Do you have an Aeromonas strain that's been reported to be transformed by this method as a positive control? That could help narrow down the issues to the strains you're working with instead of more upstream issues like someone giving you the wrong plasmid on accident or something.

Alexandra Johnson Unfortunately I dont have any positive strain. The plasmid can be transformed to DH5 alpha and give fluorescence.

Uthpala Chandrarathna how many transformed colonies have you screened for expression?

and during transformation try to give heat-shock for 90 seconds and then immediately transfer those comp cells to ice.

I have also tried to tag 1 of my fungal strain with GFP, after transformation primary culture were not showing any expression bt after secondary culture of the same transformants they were showing expression, that may be due to stress conditions they were in during transformation.

Ravi Shankar Gautam After transformation I immediately transferred them to ice. Next time i will increase the heat shock time. Many times i didn't even get colonies after transformation. And I used the florescence microscope to observe the GFP and but there was no GFP,. So did plasmid isolation for a few colonies and found no plasmid. So didn't do secondary culture.

I didnt know that GFP might express following cultures, thank you for sharing that information.

And I'm wondering why i can't get any colonies most of the times after transformation.

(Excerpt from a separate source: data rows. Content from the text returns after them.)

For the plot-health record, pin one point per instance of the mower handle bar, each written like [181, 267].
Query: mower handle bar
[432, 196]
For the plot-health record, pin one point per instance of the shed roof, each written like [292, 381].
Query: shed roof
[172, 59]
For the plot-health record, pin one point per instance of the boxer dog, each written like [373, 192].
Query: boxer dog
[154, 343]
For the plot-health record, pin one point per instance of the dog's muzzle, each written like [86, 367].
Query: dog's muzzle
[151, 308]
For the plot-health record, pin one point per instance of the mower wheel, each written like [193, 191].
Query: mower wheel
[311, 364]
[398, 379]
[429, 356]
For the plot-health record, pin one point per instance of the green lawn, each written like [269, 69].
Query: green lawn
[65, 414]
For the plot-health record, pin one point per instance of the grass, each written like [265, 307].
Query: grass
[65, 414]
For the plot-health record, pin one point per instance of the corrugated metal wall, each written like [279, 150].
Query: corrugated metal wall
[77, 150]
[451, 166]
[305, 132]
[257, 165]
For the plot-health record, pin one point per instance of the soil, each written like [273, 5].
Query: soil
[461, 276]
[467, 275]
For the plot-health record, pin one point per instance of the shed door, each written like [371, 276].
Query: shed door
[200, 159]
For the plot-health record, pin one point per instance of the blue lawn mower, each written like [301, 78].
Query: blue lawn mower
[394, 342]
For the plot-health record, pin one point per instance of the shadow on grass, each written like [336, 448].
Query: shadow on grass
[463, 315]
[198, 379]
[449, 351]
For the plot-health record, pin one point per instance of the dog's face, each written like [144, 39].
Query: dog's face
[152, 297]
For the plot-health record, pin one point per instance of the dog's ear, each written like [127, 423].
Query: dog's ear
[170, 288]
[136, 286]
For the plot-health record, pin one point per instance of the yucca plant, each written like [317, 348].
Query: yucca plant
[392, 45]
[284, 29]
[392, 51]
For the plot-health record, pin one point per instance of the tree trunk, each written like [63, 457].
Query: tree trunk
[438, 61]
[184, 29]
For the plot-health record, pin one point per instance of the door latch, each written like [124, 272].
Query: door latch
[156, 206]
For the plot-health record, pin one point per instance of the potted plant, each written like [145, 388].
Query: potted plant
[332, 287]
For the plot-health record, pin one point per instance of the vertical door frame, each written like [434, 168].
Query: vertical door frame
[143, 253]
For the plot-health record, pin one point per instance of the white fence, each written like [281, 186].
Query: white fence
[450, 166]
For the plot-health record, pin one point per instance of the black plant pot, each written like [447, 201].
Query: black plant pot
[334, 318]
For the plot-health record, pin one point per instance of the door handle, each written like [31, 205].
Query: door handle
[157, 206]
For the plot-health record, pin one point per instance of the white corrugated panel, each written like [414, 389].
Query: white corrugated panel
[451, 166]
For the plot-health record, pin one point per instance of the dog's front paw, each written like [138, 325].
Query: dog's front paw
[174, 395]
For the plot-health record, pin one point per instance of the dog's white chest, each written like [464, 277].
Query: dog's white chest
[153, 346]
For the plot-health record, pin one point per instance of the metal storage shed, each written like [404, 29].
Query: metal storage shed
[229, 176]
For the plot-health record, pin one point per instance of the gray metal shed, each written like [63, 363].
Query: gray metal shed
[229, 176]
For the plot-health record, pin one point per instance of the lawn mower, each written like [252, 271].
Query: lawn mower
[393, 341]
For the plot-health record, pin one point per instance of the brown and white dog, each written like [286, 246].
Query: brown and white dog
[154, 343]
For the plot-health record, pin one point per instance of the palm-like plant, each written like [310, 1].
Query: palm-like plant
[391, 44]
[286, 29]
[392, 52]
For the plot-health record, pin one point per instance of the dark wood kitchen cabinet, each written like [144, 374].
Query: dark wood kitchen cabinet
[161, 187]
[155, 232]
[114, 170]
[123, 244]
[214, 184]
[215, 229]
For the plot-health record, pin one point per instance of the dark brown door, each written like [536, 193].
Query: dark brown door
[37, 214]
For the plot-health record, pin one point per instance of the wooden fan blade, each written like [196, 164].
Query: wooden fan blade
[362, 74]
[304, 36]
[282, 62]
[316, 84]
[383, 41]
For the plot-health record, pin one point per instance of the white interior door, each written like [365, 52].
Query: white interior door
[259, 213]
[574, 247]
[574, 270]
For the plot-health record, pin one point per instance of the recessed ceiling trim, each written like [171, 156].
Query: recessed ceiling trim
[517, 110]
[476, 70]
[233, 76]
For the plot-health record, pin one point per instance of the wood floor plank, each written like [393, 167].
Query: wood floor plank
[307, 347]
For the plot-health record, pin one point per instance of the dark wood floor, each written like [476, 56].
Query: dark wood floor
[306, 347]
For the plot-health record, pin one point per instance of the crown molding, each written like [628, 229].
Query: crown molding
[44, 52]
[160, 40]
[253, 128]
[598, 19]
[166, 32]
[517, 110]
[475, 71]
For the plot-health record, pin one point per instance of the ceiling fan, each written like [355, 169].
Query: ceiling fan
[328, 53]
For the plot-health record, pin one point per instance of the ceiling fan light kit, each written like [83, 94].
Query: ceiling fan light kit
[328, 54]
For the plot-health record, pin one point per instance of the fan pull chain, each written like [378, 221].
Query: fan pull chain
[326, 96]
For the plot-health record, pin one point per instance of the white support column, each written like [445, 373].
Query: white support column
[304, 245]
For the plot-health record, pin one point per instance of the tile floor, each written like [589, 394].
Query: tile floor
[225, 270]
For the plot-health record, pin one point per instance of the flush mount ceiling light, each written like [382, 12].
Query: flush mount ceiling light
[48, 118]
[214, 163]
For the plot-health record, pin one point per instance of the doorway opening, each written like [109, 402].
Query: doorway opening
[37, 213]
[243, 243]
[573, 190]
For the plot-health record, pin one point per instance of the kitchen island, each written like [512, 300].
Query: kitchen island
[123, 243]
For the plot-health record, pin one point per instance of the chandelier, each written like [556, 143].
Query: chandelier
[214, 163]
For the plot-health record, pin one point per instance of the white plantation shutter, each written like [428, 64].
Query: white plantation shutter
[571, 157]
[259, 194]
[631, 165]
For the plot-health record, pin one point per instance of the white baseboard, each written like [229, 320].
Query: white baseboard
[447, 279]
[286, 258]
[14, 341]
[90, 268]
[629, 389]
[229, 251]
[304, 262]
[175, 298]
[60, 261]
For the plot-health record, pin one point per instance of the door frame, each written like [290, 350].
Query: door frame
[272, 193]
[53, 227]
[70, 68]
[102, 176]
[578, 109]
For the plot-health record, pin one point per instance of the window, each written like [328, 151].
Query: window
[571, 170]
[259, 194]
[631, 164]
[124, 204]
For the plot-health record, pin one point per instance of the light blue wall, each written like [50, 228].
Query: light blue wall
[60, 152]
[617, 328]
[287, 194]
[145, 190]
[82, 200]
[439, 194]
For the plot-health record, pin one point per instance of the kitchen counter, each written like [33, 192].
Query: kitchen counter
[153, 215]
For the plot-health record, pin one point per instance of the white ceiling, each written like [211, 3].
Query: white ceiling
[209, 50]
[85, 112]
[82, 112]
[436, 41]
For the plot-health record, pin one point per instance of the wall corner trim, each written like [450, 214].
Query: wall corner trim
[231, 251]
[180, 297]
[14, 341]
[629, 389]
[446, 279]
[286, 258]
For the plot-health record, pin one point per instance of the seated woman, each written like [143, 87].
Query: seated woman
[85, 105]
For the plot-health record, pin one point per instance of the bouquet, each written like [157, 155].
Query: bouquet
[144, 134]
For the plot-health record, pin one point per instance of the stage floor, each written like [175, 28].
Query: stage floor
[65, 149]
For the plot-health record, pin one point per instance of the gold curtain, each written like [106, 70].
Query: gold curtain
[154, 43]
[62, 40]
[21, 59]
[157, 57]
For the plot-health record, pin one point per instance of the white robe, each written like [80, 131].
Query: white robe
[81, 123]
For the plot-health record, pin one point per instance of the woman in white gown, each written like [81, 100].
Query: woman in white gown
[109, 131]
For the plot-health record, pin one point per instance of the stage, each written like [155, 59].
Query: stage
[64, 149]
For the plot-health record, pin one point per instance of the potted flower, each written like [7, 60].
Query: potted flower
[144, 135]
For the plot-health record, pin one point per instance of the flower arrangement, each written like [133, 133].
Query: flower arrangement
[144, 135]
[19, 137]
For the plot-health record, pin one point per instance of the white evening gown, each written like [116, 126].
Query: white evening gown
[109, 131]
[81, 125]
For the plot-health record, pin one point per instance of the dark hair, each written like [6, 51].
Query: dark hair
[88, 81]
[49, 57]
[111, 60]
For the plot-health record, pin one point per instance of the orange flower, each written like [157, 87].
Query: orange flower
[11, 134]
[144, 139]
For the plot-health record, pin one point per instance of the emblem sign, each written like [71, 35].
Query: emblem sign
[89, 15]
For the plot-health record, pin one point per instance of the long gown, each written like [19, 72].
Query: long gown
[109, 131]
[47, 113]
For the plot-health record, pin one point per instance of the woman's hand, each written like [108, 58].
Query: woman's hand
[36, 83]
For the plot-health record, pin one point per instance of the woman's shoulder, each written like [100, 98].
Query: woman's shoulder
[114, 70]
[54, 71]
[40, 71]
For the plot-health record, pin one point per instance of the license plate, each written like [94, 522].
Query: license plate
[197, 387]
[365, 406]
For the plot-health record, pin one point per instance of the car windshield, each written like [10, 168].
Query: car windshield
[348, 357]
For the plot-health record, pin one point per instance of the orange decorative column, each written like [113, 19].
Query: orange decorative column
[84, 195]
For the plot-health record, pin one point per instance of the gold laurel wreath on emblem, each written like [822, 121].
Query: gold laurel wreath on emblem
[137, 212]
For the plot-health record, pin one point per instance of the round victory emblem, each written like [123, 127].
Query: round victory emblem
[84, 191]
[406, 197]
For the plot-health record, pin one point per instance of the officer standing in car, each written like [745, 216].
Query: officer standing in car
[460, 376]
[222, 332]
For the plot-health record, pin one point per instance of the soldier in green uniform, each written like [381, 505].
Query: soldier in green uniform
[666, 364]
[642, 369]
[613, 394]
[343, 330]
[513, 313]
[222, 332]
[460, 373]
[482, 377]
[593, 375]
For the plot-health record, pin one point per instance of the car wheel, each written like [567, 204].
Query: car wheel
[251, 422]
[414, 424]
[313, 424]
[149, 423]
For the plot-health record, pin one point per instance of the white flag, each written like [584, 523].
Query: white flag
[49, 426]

Uthpala Chandrarathna dont transfer to ice immediately after transformation they have to kept in 37 degree, transfer to ice after Heat shock only...

Best of luck...

Ravi Shankar Gautam I followed the steps you mentioned. still i didn't succeed however. Could you please tell me which type of plasmid you used for the GFP expression in your experiment

Uthpala Chandrarathna I have used pPdcEx PyrF RNAi Vector for GFP taging in Mucor.

Hi Uthpala,

Have you checked your plasmid for GFP expression after induction?. This plasmid contain Lac_promoter. So try after induction with IPTG. In the other hand, this plasmid may work well in E. coli but not in A. hydrophilia. Better you check it.

Thank you.

Amal Senevirathne PGFPuv has been used in some earlier studies to tag E. tarda and A. hydrophila. I found some references. I used IPTG but didnt get positive colonies.

Then check your plasmid in E.coli with IPTG induction. That should give you an idea about the level of expression. If that too does not give you a positive response, there should be a problem with the plasmid.

The RNA polymerase found in A. hydrophilia must be inefficient in interacting with lac_promoter of the PGFPuv plasmid. Normally they work best with E. coli RNA polymerases that is engineered in strains such as BL21 (DE3). Even you get colonies with some expression, that may not be sufficient for in vivo studies in A. hydrophilia.

Thank you.

Amal Senevirathne I used IPTG with E-coli and it worked. I checked the expression levels and pretty bright green fluorescence was developed with the time and after around 2 weeks no fluorescence detected even though the colonies had the plasmid.

Could you please suggest any alternative method to incorporate fluorescence tagged plasmid with A. hydrophila?

Mmmm, I think there must be stable covalent fluorescent tagging systems available. Or otherwise, if you can try little bit of cloning activity, you can try switching the promoter sequence to one of constitutively expressing promoter.